えんぶにて脚本家・演出家・俳優を撮り続けて約20年(長期中抜け有り)。
いわゆる非日常を創作する彼ら・彼女らの姿を
日常的でありながら、そっと風変わりな目でつかまえるスギノの写真。
このコーナーではえんぶ誌面では掲載しきれなかった
“スギノお気に入り”の写真達とともに演劇人を紹介。
インタビュー&写真から現れるその心にフォーカス。

File.13 森戸宏明
(2020年10月取材/撮影)


“こんな人”がいると表現が豊かになっていく。

“喜劇”のようなものを作り続けて27年の歴史を持つ劇団動物電気の創立メンバーのひとり森戸宏明。 主役でもなく、脇役とも言いがたい独特の立ち位置で、不思議な存在感を醸し出し、“喜劇”をより豊かなものにしていく。 創作の場に“こんな人”がいると表現の幅がぐっと広がる! そんな森戸の曰く言いがたい存在、森戸の魅力に近づいてみたい。

高校演劇からの出発

――ご出身は東京ですよね。

多摩方面ですね。所沢で生まれて、小学校1年生に上がると同時に立川に引っ越して来ました。

――演劇に興味を持ったのはいつ頃ですか?

はっきり覚えてるのは、兄が家でセリフの練習をしていて「相手役のセリフを読んでくれ」って、頼まれて読んだら「お前セリフうまいな」って言われて(笑)。
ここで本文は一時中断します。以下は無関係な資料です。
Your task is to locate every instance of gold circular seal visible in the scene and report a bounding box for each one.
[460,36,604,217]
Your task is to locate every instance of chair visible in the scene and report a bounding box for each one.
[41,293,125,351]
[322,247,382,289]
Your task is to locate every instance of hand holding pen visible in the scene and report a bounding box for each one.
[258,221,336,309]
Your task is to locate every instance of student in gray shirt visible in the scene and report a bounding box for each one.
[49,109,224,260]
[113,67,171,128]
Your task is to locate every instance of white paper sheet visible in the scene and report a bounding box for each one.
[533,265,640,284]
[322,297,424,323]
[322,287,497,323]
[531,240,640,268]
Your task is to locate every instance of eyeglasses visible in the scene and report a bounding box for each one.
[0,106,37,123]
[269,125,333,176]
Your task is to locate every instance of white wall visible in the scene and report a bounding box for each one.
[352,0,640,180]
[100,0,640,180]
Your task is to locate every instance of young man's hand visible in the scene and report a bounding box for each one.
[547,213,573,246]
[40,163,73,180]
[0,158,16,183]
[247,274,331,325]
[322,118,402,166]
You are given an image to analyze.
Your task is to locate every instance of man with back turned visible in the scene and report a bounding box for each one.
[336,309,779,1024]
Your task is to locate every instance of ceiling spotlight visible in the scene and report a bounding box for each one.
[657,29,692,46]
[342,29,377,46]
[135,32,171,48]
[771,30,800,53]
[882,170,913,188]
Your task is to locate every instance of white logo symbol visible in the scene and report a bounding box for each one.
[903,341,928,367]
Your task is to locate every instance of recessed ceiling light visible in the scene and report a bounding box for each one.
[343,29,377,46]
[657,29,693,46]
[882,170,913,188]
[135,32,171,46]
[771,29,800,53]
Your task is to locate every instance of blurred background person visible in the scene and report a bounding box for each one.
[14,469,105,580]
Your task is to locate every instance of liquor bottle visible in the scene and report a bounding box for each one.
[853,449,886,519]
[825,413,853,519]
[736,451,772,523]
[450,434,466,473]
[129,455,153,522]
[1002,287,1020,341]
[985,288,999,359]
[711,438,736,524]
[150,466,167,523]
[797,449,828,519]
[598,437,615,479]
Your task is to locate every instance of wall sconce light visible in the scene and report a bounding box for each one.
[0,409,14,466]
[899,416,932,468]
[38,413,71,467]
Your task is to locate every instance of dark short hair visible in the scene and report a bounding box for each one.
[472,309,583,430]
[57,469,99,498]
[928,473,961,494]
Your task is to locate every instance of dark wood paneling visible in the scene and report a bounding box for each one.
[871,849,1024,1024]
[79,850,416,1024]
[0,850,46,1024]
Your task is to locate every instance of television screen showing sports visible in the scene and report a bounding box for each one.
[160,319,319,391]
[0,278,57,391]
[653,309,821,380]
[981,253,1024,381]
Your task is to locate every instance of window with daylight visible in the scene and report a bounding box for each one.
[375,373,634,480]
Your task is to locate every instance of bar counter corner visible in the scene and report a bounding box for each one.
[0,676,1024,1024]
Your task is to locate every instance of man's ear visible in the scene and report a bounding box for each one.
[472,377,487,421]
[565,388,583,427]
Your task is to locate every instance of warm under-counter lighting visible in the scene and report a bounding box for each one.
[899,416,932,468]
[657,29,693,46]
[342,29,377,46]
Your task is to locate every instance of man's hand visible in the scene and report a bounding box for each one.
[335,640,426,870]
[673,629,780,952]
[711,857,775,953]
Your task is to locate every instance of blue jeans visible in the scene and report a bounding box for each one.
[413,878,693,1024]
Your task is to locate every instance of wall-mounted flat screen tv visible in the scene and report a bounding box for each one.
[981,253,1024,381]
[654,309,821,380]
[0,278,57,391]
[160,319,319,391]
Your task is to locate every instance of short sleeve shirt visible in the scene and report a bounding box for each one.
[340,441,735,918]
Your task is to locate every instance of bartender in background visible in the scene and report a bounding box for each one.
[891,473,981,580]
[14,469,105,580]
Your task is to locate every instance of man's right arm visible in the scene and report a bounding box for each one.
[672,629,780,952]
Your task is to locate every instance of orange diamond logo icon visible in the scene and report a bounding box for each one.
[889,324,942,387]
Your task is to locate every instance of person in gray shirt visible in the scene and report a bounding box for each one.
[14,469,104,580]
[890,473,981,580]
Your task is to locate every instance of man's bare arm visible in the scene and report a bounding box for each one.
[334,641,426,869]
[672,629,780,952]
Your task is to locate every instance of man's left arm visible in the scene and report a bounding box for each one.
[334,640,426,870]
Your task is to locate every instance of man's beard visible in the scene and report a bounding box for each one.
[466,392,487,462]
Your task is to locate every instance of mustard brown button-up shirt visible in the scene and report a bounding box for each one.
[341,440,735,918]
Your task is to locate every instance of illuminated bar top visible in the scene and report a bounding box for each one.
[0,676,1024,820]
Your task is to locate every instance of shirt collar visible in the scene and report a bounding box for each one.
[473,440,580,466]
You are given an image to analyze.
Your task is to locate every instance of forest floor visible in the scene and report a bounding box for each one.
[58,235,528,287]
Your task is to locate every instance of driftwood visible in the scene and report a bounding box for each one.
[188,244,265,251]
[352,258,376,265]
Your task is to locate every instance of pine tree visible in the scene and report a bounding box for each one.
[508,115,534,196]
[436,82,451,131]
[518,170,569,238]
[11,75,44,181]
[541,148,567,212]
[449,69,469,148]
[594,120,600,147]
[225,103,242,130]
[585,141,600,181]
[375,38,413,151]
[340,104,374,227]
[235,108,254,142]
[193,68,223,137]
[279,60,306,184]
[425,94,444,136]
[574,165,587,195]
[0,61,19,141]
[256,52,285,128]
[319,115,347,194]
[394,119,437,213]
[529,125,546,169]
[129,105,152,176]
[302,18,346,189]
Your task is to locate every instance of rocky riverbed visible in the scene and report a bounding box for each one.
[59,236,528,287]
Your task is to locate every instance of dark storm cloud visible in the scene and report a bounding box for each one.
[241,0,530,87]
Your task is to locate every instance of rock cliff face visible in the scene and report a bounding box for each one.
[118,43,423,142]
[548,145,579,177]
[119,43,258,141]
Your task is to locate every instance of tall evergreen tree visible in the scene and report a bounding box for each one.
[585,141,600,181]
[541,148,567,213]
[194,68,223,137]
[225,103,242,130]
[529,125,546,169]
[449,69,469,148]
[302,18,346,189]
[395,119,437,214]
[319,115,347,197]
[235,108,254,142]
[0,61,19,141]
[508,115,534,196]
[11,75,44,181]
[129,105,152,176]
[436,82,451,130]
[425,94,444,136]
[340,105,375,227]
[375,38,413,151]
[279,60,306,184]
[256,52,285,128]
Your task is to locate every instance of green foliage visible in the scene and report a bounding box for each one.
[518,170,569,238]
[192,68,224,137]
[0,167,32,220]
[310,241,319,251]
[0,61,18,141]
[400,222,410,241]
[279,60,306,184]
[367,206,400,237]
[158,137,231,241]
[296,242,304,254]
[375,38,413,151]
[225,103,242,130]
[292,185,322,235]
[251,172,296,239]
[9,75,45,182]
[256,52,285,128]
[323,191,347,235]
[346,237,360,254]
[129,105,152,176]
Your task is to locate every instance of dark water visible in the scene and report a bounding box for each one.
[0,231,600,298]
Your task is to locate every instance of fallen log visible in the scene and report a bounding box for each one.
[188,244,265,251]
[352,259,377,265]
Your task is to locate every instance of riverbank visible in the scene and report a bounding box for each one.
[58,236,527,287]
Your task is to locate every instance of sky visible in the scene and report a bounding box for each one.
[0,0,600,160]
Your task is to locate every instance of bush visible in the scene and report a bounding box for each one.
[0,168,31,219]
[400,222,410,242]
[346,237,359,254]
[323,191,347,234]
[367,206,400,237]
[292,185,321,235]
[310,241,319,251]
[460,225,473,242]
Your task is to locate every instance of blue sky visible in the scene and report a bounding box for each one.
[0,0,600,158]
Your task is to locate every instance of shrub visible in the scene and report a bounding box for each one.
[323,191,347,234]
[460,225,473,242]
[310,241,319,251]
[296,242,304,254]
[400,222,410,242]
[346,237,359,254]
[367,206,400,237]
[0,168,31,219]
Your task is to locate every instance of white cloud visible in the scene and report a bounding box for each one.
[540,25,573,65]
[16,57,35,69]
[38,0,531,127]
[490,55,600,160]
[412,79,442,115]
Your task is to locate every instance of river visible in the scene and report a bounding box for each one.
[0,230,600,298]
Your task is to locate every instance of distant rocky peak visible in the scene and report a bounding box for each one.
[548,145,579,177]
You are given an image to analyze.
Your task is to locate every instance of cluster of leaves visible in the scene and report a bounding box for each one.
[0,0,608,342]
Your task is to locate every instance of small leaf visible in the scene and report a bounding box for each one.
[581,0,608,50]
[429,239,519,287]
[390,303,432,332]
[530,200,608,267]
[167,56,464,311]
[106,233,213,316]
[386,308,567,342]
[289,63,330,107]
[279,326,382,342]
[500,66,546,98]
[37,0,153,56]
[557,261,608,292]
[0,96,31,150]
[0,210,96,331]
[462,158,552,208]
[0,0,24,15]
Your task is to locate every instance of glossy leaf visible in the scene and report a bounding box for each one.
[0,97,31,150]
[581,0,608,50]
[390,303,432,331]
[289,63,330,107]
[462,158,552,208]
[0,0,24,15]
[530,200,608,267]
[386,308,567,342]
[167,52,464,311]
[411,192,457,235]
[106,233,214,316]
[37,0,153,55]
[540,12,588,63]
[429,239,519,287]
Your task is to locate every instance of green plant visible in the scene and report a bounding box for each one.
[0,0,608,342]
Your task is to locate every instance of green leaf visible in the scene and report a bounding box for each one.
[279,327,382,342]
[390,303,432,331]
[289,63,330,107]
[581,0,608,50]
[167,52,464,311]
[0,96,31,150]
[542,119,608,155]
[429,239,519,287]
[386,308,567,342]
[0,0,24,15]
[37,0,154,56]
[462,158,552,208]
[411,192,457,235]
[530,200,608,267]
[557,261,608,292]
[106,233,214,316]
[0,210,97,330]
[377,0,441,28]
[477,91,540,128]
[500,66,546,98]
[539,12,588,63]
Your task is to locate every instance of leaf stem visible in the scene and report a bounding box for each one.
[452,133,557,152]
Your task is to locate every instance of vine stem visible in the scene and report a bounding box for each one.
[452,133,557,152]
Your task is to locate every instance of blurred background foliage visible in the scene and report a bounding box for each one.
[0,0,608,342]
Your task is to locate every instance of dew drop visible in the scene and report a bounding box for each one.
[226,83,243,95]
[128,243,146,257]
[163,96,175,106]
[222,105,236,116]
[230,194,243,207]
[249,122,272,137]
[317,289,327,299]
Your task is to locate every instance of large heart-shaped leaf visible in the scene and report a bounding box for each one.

兄は高校演劇をやっていたので、それで僕も高校に入って芝居を始めました。

――動物電気のイメージからするとあんまり高校演劇とは結びつかないですね。

高校演劇と言っても、僕らがやってたのは第三舞台のほぼ真似みたいな感じなんですけどね。

――楽しくやってたんですね。

そうですね。コピーバンドみたいな感じで(笑)。

――じゃあ小劇場とかもご覧になってたんですか?

小さい所は……下北沢とかあんまり行かなかったです。

――でも楽しいスタートですね。で、大学は明治で、学部は?

演劇学専攻です。

――じゃあ4年間も演劇を勉強したわけですね。

はい。日本とか、西洋の演劇史とか……。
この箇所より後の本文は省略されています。